Чаще попадались такие места, которые Борзеевичу объяснить ничего не стоило. Но были, которые становились для него несомненным открытием.
Глава 8. То, чего не могло быть, но было…
На пятой горе произошло нечто, отчего и Манька и Борзеевич разинули от изумления рот, рассматривая город, который стоял на самой его вершине.

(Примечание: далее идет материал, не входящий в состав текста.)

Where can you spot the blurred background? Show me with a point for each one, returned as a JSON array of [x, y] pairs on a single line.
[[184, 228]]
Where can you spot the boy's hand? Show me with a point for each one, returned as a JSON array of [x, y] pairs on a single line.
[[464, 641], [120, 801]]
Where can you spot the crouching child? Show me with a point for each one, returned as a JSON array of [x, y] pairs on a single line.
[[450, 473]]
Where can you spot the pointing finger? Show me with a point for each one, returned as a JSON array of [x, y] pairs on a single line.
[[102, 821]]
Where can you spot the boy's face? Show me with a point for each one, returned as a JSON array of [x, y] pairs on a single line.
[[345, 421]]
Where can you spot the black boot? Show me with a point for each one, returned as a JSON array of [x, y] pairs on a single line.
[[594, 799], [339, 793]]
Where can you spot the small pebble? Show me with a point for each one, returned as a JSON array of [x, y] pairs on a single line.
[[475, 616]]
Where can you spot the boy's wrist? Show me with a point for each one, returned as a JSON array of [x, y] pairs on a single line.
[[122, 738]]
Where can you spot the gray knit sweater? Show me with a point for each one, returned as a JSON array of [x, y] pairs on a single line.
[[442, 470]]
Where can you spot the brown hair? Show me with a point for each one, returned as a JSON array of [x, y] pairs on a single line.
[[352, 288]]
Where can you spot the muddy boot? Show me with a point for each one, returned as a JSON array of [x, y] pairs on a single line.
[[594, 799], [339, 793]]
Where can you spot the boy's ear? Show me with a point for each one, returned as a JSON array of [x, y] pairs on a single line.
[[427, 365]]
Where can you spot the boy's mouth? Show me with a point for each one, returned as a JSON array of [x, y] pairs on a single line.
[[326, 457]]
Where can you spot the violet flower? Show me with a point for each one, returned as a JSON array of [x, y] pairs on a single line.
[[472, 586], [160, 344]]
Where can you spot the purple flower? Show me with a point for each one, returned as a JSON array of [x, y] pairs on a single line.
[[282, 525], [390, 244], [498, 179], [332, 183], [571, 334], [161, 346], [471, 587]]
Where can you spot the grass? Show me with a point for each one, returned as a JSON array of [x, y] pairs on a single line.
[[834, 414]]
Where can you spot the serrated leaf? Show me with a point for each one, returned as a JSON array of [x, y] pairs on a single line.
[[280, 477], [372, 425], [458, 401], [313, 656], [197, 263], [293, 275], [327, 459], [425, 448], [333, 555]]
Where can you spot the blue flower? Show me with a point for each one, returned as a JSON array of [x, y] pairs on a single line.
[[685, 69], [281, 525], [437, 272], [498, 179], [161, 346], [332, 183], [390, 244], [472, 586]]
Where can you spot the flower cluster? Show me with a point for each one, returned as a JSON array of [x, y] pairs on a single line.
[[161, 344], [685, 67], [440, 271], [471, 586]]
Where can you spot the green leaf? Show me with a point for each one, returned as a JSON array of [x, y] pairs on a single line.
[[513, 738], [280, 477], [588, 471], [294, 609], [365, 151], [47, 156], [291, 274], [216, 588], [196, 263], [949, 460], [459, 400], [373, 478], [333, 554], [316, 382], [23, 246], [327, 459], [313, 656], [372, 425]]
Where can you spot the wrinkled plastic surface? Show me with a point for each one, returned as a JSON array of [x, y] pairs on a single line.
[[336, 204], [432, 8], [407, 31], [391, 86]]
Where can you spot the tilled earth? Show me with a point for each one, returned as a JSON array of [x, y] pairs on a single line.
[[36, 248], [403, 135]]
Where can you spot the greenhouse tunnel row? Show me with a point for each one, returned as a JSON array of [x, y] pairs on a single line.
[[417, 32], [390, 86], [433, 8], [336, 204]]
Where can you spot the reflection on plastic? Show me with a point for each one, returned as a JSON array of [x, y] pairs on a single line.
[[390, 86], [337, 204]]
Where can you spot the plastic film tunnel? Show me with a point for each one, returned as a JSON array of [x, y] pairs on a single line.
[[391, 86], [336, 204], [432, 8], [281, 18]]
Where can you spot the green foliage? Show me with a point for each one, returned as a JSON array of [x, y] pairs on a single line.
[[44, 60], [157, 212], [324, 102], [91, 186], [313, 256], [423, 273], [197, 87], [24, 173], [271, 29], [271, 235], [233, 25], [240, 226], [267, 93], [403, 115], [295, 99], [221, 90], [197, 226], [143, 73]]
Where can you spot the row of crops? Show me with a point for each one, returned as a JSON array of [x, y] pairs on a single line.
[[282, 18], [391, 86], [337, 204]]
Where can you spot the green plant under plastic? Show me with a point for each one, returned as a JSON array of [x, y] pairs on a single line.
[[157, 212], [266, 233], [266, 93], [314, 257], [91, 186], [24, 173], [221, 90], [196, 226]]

Город раскинулся во все стороны. Будто волшебством был перенесен город на вершину горы — молчаливый, грозный, как призрак на своей панихиде. Он был каким-то ненастоящим, призрачным, скрывая скалы и вершину, но чувствовалось, что город все еще жив. Люди выглядели по-другому, не как в современное время, наверное, когда-то были красивыми, если подкормить и нарумянить, но сейчас их лица были изуродованы темными кругами вокруг глаз и мукой, начертанной на их челе. Все они выглядели больными и страшненькими — скелеты, обтянутые кожей. Казалось, что каждое тело приковано к своему месту — никто не гнался за пришельцами. Жители, мимо которых Манька и Борзеевич проходили, то и дело пытались ухватить их за подол. Но, видимо, они для жителей города тоже были призрачными: плотные пространственные тени врывались в плоть и, не найдя ничего для себя, отступали, не причинив им вреда, оставаясь лежать в той же позе, в какой их замечали. Но цепей или веревок на них не было. Немногие из них умирали на улице, повалившись наземь. Кто-то корчился в агонии, кто оставался в доме, то за столом, то в постели, кто-то стоял у двери, будто открывал дверь гостю. Но гостей тоже не было видно.

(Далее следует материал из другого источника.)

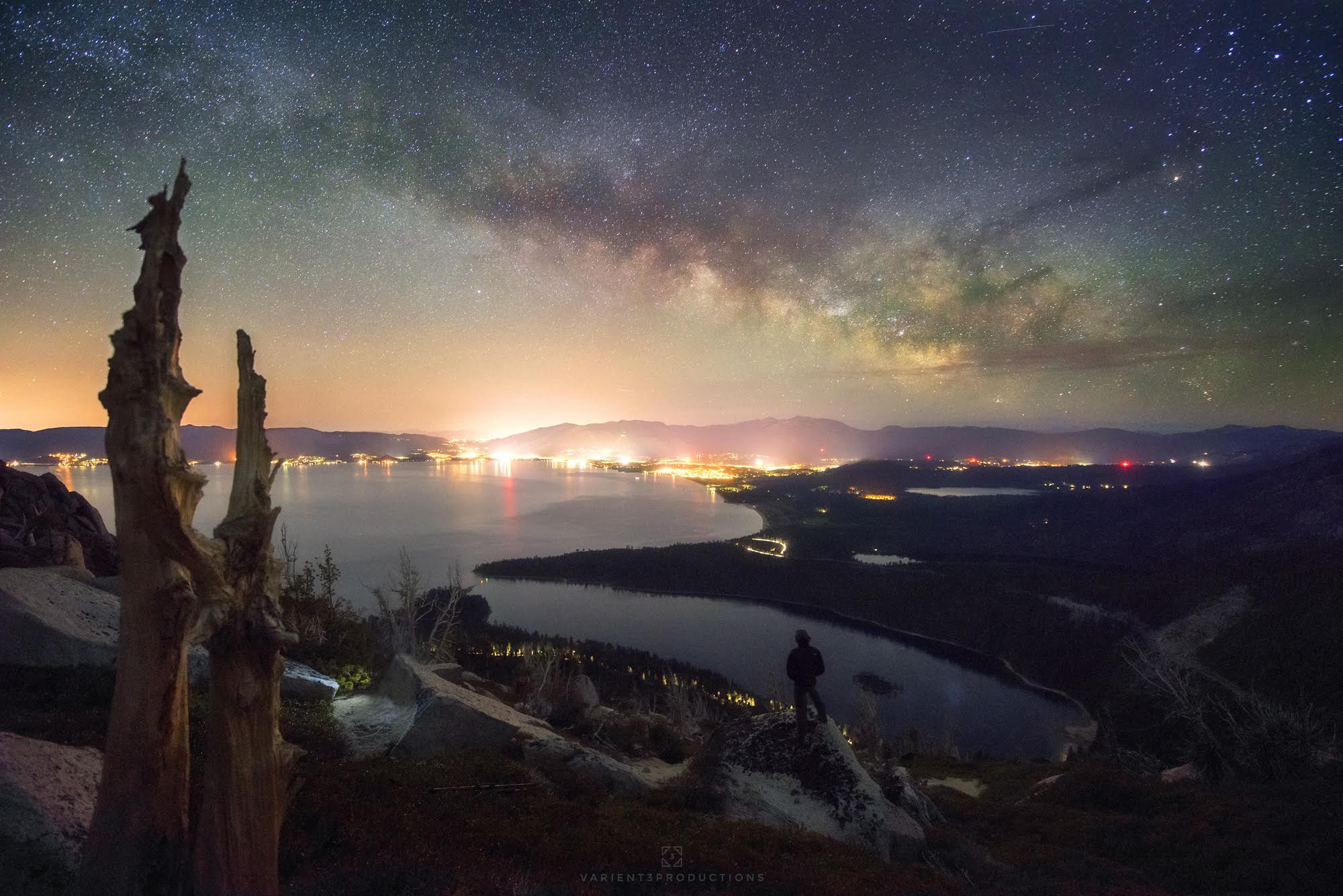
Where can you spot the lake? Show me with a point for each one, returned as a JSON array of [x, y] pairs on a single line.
[[471, 513], [950, 491]]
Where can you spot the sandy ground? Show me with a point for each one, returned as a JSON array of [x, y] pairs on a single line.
[[373, 724], [969, 787]]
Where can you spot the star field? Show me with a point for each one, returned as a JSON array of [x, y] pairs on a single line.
[[498, 216]]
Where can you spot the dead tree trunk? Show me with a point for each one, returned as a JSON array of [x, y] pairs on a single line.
[[179, 588], [248, 764]]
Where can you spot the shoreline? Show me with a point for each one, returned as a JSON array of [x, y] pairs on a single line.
[[960, 654]]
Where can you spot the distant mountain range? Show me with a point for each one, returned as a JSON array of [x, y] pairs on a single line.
[[812, 439], [778, 442], [217, 443]]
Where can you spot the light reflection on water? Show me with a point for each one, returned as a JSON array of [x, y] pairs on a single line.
[[484, 510]]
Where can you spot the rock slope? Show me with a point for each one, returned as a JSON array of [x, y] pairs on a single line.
[[763, 775], [52, 619], [44, 524]]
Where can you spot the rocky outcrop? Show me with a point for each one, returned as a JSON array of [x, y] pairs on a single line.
[[763, 775], [581, 697], [451, 715], [44, 524], [50, 617], [48, 793]]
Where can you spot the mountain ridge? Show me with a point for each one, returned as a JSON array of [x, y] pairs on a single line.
[[772, 439]]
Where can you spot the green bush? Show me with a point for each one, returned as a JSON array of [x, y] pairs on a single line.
[[354, 678]]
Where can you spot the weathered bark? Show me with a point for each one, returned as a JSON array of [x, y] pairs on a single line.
[[138, 842], [248, 764], [181, 588]]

Картины, виденные в Аду, так напоминали сие место, что теперь уж Борзеевич представил Ад так точно, что мог бы утверждать, что побывал там.

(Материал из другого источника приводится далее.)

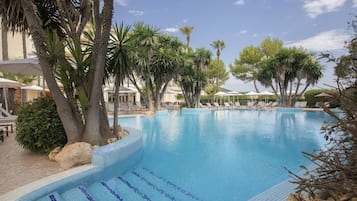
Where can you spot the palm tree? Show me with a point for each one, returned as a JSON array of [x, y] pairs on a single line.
[[119, 63], [145, 39], [187, 30], [5, 51], [42, 19], [246, 67], [289, 68], [218, 45]]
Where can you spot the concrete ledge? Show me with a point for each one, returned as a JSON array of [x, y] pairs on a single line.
[[108, 155], [127, 152], [195, 110]]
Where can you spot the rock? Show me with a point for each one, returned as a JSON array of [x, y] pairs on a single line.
[[78, 153], [53, 153], [111, 140], [344, 198]]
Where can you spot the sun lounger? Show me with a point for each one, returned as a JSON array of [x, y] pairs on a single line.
[[216, 105], [261, 104], [251, 104], [7, 120], [227, 105]]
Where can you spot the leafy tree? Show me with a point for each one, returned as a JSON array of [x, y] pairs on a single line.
[[219, 45], [155, 63], [214, 70], [334, 176], [55, 26], [288, 71], [247, 67], [193, 75], [270, 47], [119, 64], [20, 78], [187, 30]]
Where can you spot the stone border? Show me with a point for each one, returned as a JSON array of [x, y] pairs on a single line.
[[105, 156], [108, 155]]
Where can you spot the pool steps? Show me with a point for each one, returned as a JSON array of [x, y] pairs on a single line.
[[136, 184]]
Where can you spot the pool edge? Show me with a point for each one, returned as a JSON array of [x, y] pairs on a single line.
[[123, 149]]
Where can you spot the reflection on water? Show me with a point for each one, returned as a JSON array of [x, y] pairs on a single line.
[[227, 155]]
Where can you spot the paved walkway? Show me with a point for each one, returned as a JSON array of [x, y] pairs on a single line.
[[19, 167]]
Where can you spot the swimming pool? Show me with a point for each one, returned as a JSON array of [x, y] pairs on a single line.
[[210, 155]]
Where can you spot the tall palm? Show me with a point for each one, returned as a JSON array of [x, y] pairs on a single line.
[[187, 30], [43, 17], [145, 39], [5, 51], [219, 45], [202, 59], [119, 63]]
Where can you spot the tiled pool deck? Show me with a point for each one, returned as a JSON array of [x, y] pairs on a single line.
[[276, 193]]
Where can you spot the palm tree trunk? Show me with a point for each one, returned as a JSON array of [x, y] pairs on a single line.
[[116, 106], [4, 42], [92, 132], [255, 86], [72, 127], [24, 46]]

Удивляя своей живучестью, город был таким древним, которому, наверное, были тысячи и тысячи лет. Все записи на стенах и на вывесках были сделаны странными знаками, не то иероглифами, не то рунами, но сколько бы Борзеевич тупо не пялился на надписи, он не увидел сходства ни с одним знакомым ему алфавитом, в которых он считал себя абсолютным профи. Борзеевич заглядывал внутрь, изучая помещения, и выходил наружу, снова рассматривал надписи, слюнявил карандаш и пытался скопировать знаки в блокнот, который всюду таскал с собой и берег пуще глаза.